Under her auspices a new mansion was built, but every subsequent governor refused to live in it. The house was eventually sold.
Following the end of his second term in 1967, Ronald Reagan launched his first campaign for president. He lost the GOP nomination to Gerald Ford, who had assumed the White House following President Richard Nixon’s resignation.
Ford lost to Democrat Jimmy Carter, and Reagan ran again in 1980. He handily defeated Carter who was mired in the Iran Hostage Crisis and was considered an ineffectual leader. Reagan went to serve two terms, ending with the election of Bill Clinton in 1990.
Nancy had reservations about her husband’s presidential ambitions, but eventually agreed to support his 1976 and 1980 bids, She took a back seat during the campaigns, basically holding coffees, luncheons, and talking with senior citizens groups.
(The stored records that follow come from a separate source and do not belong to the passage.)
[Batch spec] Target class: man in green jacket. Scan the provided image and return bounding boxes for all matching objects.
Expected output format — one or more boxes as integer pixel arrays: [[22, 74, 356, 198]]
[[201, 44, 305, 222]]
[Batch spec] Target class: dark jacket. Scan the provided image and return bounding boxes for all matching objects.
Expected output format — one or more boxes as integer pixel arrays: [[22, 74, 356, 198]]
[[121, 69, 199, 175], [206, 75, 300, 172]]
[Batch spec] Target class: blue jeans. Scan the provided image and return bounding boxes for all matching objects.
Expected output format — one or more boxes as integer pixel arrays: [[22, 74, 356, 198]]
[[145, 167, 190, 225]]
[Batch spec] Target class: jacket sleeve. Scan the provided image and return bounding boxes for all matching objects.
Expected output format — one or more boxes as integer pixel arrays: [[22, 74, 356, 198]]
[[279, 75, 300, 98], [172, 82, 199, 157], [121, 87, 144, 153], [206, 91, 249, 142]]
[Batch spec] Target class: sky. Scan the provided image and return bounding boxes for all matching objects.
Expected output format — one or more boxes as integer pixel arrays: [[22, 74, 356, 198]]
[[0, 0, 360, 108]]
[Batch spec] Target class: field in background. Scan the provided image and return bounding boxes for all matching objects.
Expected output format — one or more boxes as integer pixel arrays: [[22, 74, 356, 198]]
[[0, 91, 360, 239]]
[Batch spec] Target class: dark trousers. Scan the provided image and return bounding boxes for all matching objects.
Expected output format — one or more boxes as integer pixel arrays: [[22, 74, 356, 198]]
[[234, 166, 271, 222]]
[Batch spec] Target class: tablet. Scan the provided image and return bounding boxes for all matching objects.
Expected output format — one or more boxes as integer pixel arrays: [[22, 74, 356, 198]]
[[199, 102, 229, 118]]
She brought a California flare to the White House and oversaw a major renovation funded largely by private donors, who received hefty tax deductions, causing controversy. She was often criticized for being out of touch with average Americans.
She was praised for her sense of style and for bringing glamour back to the White House unseen since the Kennedy administration. But critics also called her “Queen Nancy” for her extravagant tastes and fawning over England’s royals.
Nancy Reagan’s biggest initiative in the White House was her “Just Say No” drug awareness campaign, which she launched in 1982 and later expanded.
In the latter years of her husband’s second term, critics accused her of being the “power behind the throne.” She influenced her husband on several policy issues, including his overtures to Soviet General Secretary Mikhail Gorbachev.
After leaving office, the Reagan’s returned to California. In 1989, the Reagans were hit with a tax bill for more than $3 million in gifts they had received while in office. They included gifts of jewelry and expensive dresses given to Nancy.
When her husband was diagnosed with Alzheimer’s disease, she took up the cause and become a vocal advocate for stem-cell research, contrary to Republican opposition. Ronald Reagan died in June, 2004.
Nancy continued her anti-drug activities through the Nancy Reagan Foundation and also attended many state functions as a representative of her husband’s presidency. Her health began to deteriorate in 2008, and she fell and broke three ribs in 2012.
No cause of death was immediately provided. She is survived by her children Patti Davis and Ron Reagan.